7 - Além disso, como você observa o enfrentamento entre o que é chamado literatura acadêmica e literatura comercial? é uma discussão válida?

É quase uma questão psicanalítica, mas não muito prática. Claro, estou falando aqui de literatura, não de livros religiosos ou de colorir. A literatura fantástica me tornou uma leitora apaixonada, mas em algum momento precisei de mais e só encontrei em Cem anos de solidão. Há espaço lógico, o que não há é leitor, cultura literária (o que resultaria em mais meios de divulgação, discussão e afins), líderes interessados. Precisamos de estratégias sistemáticas de disseminação da leitura como hábito, assim não ficamos todos disputando o último leitor do pacote (ou o último crítico, conforme for). No fundo, acho que precisamos trabalhar reconectando a literatura e a vida no imaginário das pessoas, mas pode ser ingenuidade minha.

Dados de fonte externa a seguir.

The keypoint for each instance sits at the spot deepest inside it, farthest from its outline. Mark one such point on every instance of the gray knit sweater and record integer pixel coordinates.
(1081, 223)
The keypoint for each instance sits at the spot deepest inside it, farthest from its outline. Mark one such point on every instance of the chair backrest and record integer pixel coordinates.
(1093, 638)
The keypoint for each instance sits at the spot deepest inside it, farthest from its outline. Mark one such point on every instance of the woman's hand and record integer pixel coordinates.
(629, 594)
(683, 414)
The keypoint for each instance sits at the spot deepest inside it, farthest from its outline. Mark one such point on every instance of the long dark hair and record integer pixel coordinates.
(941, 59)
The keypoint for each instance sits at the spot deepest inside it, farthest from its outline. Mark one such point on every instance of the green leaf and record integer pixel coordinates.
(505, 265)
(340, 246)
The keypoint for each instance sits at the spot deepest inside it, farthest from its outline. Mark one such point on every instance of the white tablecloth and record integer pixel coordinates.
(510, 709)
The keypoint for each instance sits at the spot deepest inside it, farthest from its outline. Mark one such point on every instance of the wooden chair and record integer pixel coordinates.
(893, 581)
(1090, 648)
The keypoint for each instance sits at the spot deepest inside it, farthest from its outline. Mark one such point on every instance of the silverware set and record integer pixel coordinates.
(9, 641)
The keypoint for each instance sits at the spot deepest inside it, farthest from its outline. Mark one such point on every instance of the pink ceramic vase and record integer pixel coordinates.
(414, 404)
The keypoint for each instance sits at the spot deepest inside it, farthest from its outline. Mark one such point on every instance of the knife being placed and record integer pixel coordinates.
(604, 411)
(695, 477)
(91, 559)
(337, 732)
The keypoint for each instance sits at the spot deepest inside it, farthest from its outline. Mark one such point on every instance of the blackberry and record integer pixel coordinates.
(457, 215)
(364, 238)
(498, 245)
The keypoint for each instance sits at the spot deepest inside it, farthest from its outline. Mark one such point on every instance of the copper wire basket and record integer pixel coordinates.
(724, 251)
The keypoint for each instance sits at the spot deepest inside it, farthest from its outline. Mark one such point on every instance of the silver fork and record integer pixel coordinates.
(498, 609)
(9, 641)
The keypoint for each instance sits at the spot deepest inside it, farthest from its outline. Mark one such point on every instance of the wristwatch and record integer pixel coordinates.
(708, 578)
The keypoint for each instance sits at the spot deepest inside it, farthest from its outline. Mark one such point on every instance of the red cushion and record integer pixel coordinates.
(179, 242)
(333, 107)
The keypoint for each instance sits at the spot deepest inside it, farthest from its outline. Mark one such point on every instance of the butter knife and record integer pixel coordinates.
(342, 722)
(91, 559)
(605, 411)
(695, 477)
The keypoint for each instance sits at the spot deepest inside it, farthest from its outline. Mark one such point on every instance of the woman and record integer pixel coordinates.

8 - Retomando Desesterro. Como surgiu a ideia, bem como a escolha de sua narrativa. Em certos aspectos é uma obra perturbadora (no bom sentido), foi difícil escrevê-lo?

Desesterro é uma coleção de experiências perturbadoras que eu fui ouvindo, juntando, inventando, histórias que me afetavam e que não estavam sendo contadas. O Tonho é um personagem que eu vi muitas vezes cambaleando para subir a rua de casa, e eu tinha a impressão de que enquanto eu não escrevesse o Tonho ele iria assombrar minha rua e também os meus sonhos. Enquanto a gente não conta as histórias de tantas mulheres esquecidas, elas continuam vagando pela terra junto com os jovens negros assassinados, os torturados e os índios. A literatura é um jeito de rezar por todas as almas que além de mortas foram esquecidas, muitas vezes através de palavras (“deve ter merecido”, “se estivesse na igreja não tinha morrido”, etc.).

Se foi difícil? Acho que sempre é. Tinha uma ambição e total inabilidade para cumpri-la. Tive que ir atrás de me tornar uma escritora capaz de escrever esse romance e não outro, porque acabou virando uma cisma. Foi como viver dias e mais dias em um corpo assombrado, e sem poder sair porque do lado de fora a loucura espera e duvida. Mas foi maravilhoso, também, porque me descobri capaz de viver minha ancestralidade como eu nunca imaginaria.

9 - No livro, suas mulheres sobrevivem num mundo totalmente adverso, e você demonstra isso com acontecimentos eloquentes como a própria antropofagia presente na obra, entre outras questões marcantes. Por que você acha, que nós, sociedade, (e homens principalmente) criamos tantas dificuldades para as mulheres? E ainda, você vê sua obra como uma bandeira ideológica levantada?

Uma bandeira, não. Várias. A questão das mulheres está em evidência agora. Mas você pode encontrar no livro o esforço de dar uma dimensão quase mitológica à fome, porque o contrário disso, que é transformar a fome em números, gera discursos contra programas básicos de combate à extrema pobreza. Mesmo o personagem masculino está enredado por suas condições ambientais e sociais, o vício do Tonho é o vício da repetição histórica das tragédias, nós precisamos agir para não sermos tomados por ela como ele é tomado pelos cães. Todo o trabalho poético de desautomatização da língua e cada uma das surpresas colocadas no texto são também bandeiras, não há nada mais político do que a língua e não há nada mais urgente do que nos tornarmos conscientes da dimensão coletiva da nossa existência.

10 - Para encerrar com uma questão mais amena. Qual a sensação de receber um prêmio tão importante e relevante? Dá para dar uns pulos de alegria?  

É empoderador. Pude sair do armário: sou escritora. Dei vários pulos de alegria, ainda dou. Consegui isso sem fazer nenhuma concessão, é uma vitória e tanto. Ver o livro impresso, outro sonho. Mais: um privilégio. É meu dever aproveitar com todos os nervos. Mas do lado de fora da casa, segurando minha mala, a loucura sempre espreita.